The creator of the World Wide Web about the struggle for free Internet

Tim Burners-Lee believes that users should demand respect for the Internet as a “community of free people.”

The creator of the World Wide Web, Tim Burners-Lee (Timothy Berners-Lee) has published an open letter on the 30th anniversary of the Internet. In it, he highlighted the problems of the network and how to solve them.

The scientist believes that the World Wide Web not only eased everyday life, but also brought with it negative consequences. “But, considering how much the network has changed in the last 30 years, it would be unfair to assume that it cannot be changed for the better in the next 30 years,” he added.

Berners-Lee identified three categories of Internet problems:

  • Malice, sponsored by states, hacker attacks, criminal behavior and harassment;
  • System design that creates perverse incentives;
  • Systems and services created with good intentions, but leading to negative results.

He believes that the new rules will be able to solve these problems, which can avoid the mistakes of previous years, he introduced his “Network Code” in November 2018. Berners-Lee said that large companies should support the rulebook, and the government should change laws and regulations, taking into account the requirements of the digital age.

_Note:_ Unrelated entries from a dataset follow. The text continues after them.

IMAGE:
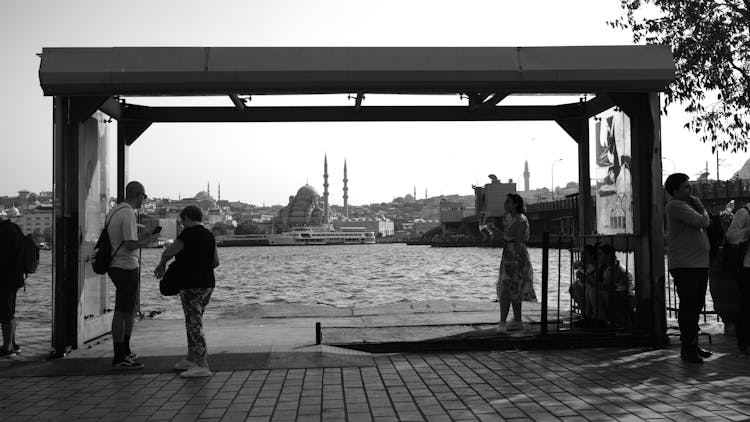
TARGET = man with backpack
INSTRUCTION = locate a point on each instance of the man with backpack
(737, 237)
(124, 271)
(11, 279)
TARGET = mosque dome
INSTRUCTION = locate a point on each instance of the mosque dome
(306, 192)
(203, 196)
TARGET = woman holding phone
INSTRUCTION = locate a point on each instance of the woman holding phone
(195, 256)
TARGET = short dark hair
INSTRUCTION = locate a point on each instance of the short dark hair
(518, 202)
(132, 190)
(674, 181)
(589, 249)
(192, 212)
(607, 249)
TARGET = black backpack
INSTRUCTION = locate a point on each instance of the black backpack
(102, 257)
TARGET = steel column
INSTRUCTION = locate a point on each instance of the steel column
(66, 234)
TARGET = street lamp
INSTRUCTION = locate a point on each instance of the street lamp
(674, 168)
(553, 175)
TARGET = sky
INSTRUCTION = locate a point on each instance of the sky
(264, 163)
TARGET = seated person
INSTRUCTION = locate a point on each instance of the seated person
(611, 300)
(585, 278)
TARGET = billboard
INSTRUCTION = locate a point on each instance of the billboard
(614, 185)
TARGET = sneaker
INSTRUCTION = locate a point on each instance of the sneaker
(196, 372)
(7, 353)
(514, 325)
(127, 365)
(184, 365)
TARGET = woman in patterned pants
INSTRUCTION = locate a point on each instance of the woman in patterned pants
(196, 257)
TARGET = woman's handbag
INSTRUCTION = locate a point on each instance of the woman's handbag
(169, 285)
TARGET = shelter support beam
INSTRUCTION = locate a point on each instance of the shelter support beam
(346, 114)
(67, 113)
(578, 129)
(648, 210)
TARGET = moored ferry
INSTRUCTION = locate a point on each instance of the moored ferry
(321, 236)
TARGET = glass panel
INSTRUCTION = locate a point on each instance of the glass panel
(95, 203)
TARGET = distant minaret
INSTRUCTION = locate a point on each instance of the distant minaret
(346, 192)
(325, 188)
(526, 175)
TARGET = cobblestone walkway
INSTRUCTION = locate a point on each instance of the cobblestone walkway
(589, 384)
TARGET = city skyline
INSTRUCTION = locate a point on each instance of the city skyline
(384, 158)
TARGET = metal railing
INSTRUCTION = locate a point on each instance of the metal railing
(560, 310)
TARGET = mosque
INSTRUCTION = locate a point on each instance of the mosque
(308, 208)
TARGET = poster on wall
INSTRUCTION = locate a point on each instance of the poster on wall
(614, 187)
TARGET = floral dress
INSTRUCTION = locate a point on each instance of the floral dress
(516, 274)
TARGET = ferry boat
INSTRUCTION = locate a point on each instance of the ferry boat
(321, 236)
(242, 240)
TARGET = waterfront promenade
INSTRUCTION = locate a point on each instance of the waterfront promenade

According to Berners-Lee, users should demand that the authorities and corporations respect the Internet as a “global community of free people”. He added that if users do not choose politicians who protect a free and open network, they will continue to press “agree” without demanding respect for the rights to personal data – they will not be responsible for including these issues on the governments agenda.

The struggle for the Internet is one of the main challenges of our time. Today, half the world is online. It is more important than ever that the other half remain offline, and that each contribute to the creation of a network that ensures equality, opportunity and creativity.

Tim burners-lee
the creator of the World Wide Web

Berners-Lee does not publish such a letter for the first time. In a letter in honor of the 29th anniversary of the invention of the Internet, he called for protecting the global network from becoming a weapon. He feared that corporations would control the Internet and promote only ideas that were profitable for themselves.

On March 12, 1989, Tim Burners-Lee offered the leadership of the European Organization for Nuclear Research a global hypertext project to share and store its data – the World Wide Web. The project was approved and implemented.